Thomas More College
Kentucky
1921
Formerly “Villa Madonna College”
Detailed historical information about the school colors of Villa Madonna College is not available at this time, but the lyrics of the college’s Alma Mater refer to the “blue and white” colors of the college. Vintage memorabilia from Villa Madonna is a bright medium blue shade falling somewhere between azure and a “true” blue.
To avoid assigning duplicate hood linings to colleges and universities that used the same school colors, the Intercollegiate Bureau of Academic Costume (IBAC) used different types of heraldic patterns to divide the two or more colors in an academic hood. In IBAC lists from 1927 and 1948, a number of hood lining patterns were described as “[color] above [color]” or “[color] over [color]”, which referred either to a hood lining divided per chevron, per reversed chevron, or per bar. Unfortunately, today it is not usually known which of these three patterns the Bureau intended to describe.

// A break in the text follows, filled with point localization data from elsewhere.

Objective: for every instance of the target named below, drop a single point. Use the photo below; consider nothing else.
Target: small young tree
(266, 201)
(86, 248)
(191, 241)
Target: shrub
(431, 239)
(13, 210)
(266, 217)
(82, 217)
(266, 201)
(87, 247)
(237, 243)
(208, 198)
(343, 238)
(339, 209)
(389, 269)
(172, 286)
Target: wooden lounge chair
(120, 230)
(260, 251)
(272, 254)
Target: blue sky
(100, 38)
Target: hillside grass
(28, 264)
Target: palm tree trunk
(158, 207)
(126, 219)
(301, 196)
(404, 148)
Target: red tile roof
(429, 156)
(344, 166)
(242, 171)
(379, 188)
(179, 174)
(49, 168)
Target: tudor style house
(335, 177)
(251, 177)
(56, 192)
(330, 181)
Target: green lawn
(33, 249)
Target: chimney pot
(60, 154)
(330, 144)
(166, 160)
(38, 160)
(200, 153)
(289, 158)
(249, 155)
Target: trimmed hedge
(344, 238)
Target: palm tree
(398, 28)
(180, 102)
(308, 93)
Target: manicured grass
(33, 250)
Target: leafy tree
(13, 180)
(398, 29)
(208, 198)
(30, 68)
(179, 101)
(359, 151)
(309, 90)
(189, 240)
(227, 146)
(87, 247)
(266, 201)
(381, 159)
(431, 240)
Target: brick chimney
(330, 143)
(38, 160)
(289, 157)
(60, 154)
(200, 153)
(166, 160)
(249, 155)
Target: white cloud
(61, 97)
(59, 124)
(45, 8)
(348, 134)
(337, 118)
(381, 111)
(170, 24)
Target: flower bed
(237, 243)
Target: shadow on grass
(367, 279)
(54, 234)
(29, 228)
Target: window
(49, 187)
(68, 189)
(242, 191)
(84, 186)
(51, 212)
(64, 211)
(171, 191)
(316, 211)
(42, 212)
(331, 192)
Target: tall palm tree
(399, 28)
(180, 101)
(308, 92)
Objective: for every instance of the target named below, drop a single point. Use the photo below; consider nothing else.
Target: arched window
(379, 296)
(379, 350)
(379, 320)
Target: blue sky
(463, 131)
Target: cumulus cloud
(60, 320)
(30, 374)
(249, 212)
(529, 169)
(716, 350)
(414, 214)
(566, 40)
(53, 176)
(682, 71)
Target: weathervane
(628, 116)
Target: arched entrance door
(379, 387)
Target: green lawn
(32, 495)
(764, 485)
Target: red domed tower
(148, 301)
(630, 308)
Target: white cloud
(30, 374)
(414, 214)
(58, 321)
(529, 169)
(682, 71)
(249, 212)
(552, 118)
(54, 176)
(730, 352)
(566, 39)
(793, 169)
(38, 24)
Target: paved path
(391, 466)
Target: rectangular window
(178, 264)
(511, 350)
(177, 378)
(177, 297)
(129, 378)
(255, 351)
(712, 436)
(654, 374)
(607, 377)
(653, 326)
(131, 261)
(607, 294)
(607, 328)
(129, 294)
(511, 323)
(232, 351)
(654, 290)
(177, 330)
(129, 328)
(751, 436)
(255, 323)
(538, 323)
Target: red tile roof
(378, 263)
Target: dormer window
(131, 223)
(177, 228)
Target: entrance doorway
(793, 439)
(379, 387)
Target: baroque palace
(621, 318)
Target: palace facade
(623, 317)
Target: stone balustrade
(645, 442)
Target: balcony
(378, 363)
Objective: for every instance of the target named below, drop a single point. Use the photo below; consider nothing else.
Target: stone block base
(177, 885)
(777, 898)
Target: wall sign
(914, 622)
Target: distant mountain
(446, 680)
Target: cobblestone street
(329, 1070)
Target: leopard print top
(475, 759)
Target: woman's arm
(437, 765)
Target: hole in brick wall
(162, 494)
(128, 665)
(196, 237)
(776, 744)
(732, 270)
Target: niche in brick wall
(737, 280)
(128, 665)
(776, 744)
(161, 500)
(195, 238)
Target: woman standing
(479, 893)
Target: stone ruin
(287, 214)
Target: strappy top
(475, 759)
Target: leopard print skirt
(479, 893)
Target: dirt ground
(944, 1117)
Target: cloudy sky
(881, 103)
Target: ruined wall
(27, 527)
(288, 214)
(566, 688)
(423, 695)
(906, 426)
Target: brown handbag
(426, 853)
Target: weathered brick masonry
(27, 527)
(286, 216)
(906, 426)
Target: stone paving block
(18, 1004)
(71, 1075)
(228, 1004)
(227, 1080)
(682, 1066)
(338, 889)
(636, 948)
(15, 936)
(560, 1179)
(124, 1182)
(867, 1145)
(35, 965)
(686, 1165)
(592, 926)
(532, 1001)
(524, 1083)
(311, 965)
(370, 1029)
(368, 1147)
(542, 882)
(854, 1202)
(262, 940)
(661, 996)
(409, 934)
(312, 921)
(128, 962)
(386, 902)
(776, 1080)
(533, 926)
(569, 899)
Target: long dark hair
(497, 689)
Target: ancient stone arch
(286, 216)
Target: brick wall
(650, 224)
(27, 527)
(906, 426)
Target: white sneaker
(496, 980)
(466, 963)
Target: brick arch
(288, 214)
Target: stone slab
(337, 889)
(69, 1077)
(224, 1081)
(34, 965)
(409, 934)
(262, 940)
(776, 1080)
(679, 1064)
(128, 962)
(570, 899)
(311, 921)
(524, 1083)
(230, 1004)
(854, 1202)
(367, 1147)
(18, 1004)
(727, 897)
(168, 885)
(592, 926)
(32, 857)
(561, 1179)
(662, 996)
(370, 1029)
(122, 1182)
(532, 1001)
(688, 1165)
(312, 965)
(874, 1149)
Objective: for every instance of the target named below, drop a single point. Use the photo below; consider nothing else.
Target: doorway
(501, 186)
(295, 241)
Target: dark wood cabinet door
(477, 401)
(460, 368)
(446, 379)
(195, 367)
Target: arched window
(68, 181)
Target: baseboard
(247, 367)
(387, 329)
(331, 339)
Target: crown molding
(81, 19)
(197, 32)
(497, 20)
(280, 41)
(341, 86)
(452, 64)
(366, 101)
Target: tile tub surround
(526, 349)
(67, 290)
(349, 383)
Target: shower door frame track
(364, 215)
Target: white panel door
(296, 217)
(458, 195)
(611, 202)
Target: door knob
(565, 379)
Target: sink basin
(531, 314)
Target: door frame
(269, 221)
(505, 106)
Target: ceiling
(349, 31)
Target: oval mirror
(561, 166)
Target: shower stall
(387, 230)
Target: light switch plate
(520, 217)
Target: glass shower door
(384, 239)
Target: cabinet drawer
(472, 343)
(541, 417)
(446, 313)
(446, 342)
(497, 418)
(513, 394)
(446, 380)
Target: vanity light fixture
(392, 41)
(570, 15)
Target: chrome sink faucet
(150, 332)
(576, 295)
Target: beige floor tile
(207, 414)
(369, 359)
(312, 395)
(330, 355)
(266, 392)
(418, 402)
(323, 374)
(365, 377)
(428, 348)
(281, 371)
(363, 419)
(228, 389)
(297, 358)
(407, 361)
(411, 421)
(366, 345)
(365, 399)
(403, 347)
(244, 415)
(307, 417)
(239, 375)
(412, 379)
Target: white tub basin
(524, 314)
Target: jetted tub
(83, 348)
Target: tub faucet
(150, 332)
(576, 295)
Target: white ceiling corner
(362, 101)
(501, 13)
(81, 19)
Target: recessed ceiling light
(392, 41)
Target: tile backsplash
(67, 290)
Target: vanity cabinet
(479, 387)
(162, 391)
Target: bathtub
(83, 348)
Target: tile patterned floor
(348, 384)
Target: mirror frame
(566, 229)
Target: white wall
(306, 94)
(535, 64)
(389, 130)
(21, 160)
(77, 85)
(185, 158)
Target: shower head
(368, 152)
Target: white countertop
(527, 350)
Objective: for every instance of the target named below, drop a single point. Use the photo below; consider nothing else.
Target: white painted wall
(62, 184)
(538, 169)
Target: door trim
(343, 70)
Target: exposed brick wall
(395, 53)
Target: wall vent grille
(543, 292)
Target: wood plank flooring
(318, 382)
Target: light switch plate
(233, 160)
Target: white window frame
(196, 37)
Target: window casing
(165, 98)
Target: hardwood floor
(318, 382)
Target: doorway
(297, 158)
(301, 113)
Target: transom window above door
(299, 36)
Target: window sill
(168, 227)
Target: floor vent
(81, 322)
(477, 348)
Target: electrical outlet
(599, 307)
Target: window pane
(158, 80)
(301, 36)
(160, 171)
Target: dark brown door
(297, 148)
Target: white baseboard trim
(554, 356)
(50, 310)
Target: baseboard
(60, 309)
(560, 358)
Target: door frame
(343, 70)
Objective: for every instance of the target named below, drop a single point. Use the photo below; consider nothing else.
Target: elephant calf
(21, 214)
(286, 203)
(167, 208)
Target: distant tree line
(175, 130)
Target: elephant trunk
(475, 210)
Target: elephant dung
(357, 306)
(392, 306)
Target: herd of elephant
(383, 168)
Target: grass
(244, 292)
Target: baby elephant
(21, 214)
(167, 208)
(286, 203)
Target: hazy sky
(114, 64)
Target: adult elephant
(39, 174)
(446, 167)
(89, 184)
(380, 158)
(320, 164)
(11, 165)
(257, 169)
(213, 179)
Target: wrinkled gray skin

Villa Madonna College did not appear in early IBAC lists from 1927 or 1948, so the IBAC might not have assigned the college a hood lining until the late 1940s or 1950s. The lining assignment was probably blue above white, divided per chevron. A list compiled by Kevin Sheard in Academic Heraldry in America (1962) stated that Villa Madonna’s hood was royal blue above white, divided per chevron. Why Sheard described the upper color as a dark purple-blue (royal blue) instead of the college’s actual shade of blue is not known, but an IBAC list from 1972 seems to have been taken from Sheard, citing the hood lining as “royal blue over white”. These descriptions must have been erroneous, as they would have duplicated the hood lining the Bureau had already assigned to the University of New Hampshire prior to 1927. Here what was likely to have been the Intercollegiate Bureau’s original hood lining assignment for Villa Madonna has been used for Thomas More College, the institution’s name since 1964.